Samantha Nelson, for Polygon, commented that Strixhaven: A Curriculum of Chaos "demonstrates publisher Wizards of the Coast's commitment to inclusiveness and accessibility. Strixhaven's buildings magically shift to accommodate anyone regardless of their size or mobility, and the book contains trans and nonbinary NPCs". Nelson highlighted the strengths and weakness of the various new rulesets and wrote that the sourcebook "isn't a perfect book, but the new subsystems and whimsical adventures provide some really fun material, whether you're running the adventure as written or borrowing elements to slip into a homebrew campaign. Like any college experience, how much you enjoy Strixhaven will really depend on finding the right friends to share it with, and knowing what rules you can ignore in the interest of having a good time". Charlie Hall, in a separate article for Polygon, highlighted the min-maxing potential of the new NPC relationship ruleset. Hall wrote that "all of this is being done in a PG-13 way, mind you, which is the game's de facto age rating, according to our discussions with Wizards of the Coast over the years. In fact, the relationships section goes from introducing the concept right into a discussion on whether or not they're even right for the players at your table. They include tips for Dungeon Masters (DMs) who have some players who aren't really into the idea, and even talks about what to do if someone's BFF begins to hog the spotlight".

The review in Strange Assembly highlighted the new frameworks the sourcebook adds to the game which can be tracked for individual player characters such as "relationships, classes, extracurriculars, and jobs". Their main disappointment is that the sourcebook "ends up not quite being as much of a setting book as I would have liked. In particular, the adventures do not include scenes on all five of the college campuses, so you don't get as much detail as I would have liked. Yes, you do get a general overview and you get information on professors, but because there's no combat/exploration segments for some of the campuses you don't get something like a map of what their main hall looks like". The review highlights that this book requires work on the part of the Dungeon Master and that it can't just be picked up and run. The review states that Dungeon Master needs "to proactively inject social interactions and, to a lesser extent, academic events, into the story. You can maybe get away with not creating fun scenes during class, but you've absolutely got to work in those social interactions (it reminds me of something Powered by the Apocalypse, like the Phoenix Academy setting for Masks). But if you've got that right sort of DM – and the right sort of players – there's a big payoff to be had. For the right D&D group, Strixhaven: A Curriculum of Chaos, will be fabulous".

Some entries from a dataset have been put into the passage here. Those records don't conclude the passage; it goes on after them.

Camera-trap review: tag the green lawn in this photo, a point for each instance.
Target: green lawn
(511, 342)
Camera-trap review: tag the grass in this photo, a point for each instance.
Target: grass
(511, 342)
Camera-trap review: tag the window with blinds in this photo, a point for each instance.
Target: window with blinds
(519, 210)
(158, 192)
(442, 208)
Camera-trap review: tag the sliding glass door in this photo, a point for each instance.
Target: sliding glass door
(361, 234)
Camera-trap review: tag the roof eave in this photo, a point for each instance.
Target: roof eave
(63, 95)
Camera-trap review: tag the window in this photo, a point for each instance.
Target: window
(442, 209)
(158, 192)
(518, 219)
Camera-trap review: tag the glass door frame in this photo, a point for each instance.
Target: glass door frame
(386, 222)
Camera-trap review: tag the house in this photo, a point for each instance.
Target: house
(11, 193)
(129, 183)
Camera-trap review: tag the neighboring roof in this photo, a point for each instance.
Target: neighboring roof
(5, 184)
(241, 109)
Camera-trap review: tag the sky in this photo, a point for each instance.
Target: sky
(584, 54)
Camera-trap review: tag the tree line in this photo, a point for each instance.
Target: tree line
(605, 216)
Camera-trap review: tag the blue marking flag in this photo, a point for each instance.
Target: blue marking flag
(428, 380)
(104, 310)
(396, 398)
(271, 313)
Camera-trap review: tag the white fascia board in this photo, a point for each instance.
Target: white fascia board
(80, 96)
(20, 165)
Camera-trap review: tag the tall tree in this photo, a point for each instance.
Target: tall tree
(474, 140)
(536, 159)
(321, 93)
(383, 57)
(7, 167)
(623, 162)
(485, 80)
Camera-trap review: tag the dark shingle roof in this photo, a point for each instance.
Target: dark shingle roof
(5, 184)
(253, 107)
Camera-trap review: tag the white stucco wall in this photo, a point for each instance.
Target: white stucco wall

Christian Hoffer, for ComicBook, also commented that the setting information in this sourcebook is much shorter than the setting sections in the other Magic: The Gathering campaign setting books. Hoffer wrote: "To make up for the lack of locales and plot hooks, the D&D team instead provides a full-length campaign for players to run through, complete with new rules that allow players to benefit from participating in extracurricular activities, jobs, and building relationships with NPC students. [...] The new spells are particularly thematic and provide some nice abilities specific to students of a single college, while the background/feat options allow characters of non-magical classes to participate in a Strixhaven campaign setting. [...] As for the Level 1-to-Level 10 campaign, it sadly feels generic and lackluster. The campaign shies away from the strengths of the Strixhaven campaign setting – the five magical dragons, the bizarre archaics that wander around the outskirts of campus, and the mysterious Oriq organization seeking to destroy Strixhaven from within – for a mundane adventure involving an expelled student looking to get revenge on the school. The most memorable students from the Strixhaven set are also left out, but they are at least replaced with a cast of NPC options that feel more fleshed out than the typical NPC who appears in a Wizards of the Coast D&D adventure". Hoffer highlighted that Strixhaven: A Curriculum of Chaos is a "niche book" that benefits from the magical school story demand.